181 Fremont Tower is a mixed-use tower in San Francisco’s high-density Transbay corridor of the South of Market district.  

The project is the third tallest building in the city, rising 800ft above street level with 56 stories, including five basement levels. Arup provided structural and geotechnical services and assessed the potential impact of the 181 Fremont Tower on the adjacent Transbay Transit Center during large earthquakes.

Arup’s geotechnical team derived the geotechnical properties of the soils and bedrock and proposed recommendations for the temporary and permanent works of the project, including design of the drilled shafts, base mat, shoring walls, and basement walls. The geotechnical team also provided services during construction, including monitoring of the showing wall and adjacent structures during the deep basement excavation.

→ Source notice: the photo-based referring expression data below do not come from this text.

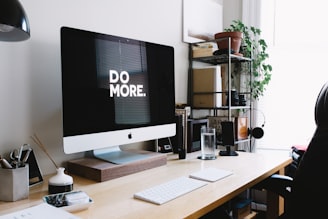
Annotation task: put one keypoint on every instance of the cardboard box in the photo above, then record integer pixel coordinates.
(207, 81)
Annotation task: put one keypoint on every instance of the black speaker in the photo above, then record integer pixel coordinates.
(193, 133)
(176, 142)
(228, 138)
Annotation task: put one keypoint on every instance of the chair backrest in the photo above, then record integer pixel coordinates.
(310, 181)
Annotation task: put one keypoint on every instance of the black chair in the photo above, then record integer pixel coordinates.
(306, 193)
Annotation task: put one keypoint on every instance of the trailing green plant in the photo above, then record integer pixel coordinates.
(256, 47)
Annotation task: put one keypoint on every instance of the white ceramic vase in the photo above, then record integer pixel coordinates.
(61, 182)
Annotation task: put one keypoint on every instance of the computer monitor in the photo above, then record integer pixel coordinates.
(115, 91)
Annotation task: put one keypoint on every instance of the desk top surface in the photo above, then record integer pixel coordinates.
(114, 198)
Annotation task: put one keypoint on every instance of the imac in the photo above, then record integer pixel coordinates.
(115, 91)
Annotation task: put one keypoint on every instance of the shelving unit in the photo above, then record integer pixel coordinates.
(215, 60)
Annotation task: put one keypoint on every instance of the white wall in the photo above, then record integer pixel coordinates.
(30, 71)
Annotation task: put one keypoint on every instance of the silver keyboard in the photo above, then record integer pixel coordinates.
(170, 190)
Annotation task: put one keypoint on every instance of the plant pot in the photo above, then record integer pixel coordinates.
(223, 40)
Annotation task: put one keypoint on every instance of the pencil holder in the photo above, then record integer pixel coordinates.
(14, 184)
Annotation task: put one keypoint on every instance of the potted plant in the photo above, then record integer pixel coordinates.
(255, 47)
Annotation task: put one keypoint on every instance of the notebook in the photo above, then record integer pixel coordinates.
(210, 174)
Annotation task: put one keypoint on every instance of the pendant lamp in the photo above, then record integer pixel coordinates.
(14, 25)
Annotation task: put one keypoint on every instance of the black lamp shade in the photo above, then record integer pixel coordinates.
(14, 25)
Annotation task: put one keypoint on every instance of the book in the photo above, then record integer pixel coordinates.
(40, 211)
(207, 87)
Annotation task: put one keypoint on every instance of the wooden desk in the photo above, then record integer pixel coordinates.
(114, 198)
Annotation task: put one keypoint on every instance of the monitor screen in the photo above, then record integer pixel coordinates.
(115, 90)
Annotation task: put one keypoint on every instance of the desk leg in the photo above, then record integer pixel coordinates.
(275, 203)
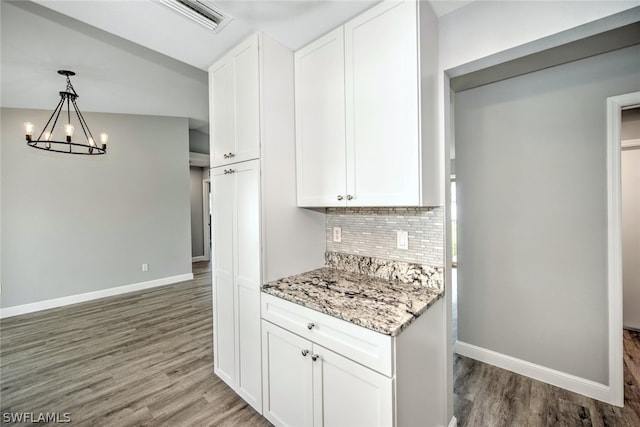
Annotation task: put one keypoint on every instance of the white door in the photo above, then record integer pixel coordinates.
(246, 230)
(320, 122)
(224, 323)
(287, 377)
(381, 83)
(346, 394)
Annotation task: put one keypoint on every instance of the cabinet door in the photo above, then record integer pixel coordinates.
(246, 248)
(236, 278)
(234, 105)
(348, 394)
(320, 122)
(224, 330)
(221, 112)
(381, 81)
(287, 384)
(246, 97)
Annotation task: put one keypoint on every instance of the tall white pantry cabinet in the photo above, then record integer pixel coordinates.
(258, 233)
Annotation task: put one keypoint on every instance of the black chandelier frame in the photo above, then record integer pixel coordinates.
(67, 97)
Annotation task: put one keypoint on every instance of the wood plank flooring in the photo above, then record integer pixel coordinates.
(145, 358)
(488, 396)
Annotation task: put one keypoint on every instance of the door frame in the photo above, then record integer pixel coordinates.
(206, 228)
(615, 105)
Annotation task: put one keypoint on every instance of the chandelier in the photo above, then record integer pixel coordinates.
(47, 138)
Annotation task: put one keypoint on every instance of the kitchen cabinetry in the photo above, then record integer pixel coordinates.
(258, 234)
(322, 371)
(236, 281)
(320, 124)
(378, 89)
(234, 105)
(309, 385)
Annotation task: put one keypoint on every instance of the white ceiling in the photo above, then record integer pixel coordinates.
(153, 25)
(149, 23)
(140, 57)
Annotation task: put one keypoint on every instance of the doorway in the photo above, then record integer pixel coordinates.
(615, 107)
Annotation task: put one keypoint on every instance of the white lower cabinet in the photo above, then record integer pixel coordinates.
(319, 370)
(306, 384)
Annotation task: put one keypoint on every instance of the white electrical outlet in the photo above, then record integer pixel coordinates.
(337, 234)
(403, 240)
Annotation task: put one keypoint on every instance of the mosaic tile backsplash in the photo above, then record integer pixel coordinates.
(372, 232)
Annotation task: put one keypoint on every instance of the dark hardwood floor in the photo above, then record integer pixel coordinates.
(488, 396)
(145, 358)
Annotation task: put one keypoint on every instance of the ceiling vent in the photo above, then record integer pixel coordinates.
(201, 11)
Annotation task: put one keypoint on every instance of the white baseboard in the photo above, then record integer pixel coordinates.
(74, 299)
(560, 379)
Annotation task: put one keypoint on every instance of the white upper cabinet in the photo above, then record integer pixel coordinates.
(320, 124)
(381, 81)
(387, 112)
(234, 105)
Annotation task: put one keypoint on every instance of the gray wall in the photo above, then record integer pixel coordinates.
(76, 224)
(631, 220)
(198, 142)
(113, 75)
(532, 213)
(197, 234)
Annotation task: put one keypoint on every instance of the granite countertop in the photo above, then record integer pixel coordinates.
(380, 305)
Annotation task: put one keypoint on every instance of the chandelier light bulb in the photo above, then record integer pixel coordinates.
(104, 138)
(28, 130)
(68, 131)
(47, 137)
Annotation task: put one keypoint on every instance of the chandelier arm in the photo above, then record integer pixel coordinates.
(57, 109)
(83, 123)
(69, 120)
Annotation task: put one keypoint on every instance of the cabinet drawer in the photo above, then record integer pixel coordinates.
(359, 344)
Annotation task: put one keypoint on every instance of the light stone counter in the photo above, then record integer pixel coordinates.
(374, 303)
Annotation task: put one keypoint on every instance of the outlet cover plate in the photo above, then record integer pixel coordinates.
(337, 234)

The project was awarded two ‘Best in Category’ accolades from the Council on Tall Buildings and Urban Habitat’s Annual Awards, for both geotechnical and structural engineering.

Ibbi Almufti
Ibrahim Almufti, from Arup’s San Francisco office, spoke about the resilience-based design of 181 Fremont, the third tallest high-rise in San Francisco.

Ground engineering

Arup’s geoseismic services included site-specific earthquake hazard and ground motion development, advanced soil-structure interaction analysis to beneficially reduce the earthquake demands due to embedded basements, and advanced structure-soil-structure interaction to prove that the performance of the tower does not adversely affect the performance of the Transbay Transit Center.

Seismic design

As the West Coast of the United States’ most resilient building, Arup’s structural engineers employed a holistic resilience-based seismic design approach to minimise damage during an earthquake and allow people to return to the building after a seismic event, far exceeding building code criteria. Its iconic tapering form, small footprint and location inside the Transbay urban regeneration zone presented significant engineering challenges.

We incorporated groundbreaking design solutions, including an innovative viscous damping system within the architecturally expressed steel mega-braces and uplifting mega-columns to significantly reduce seismic and wind demands. This resulted in a steel material saving of approximately 3,000 tons.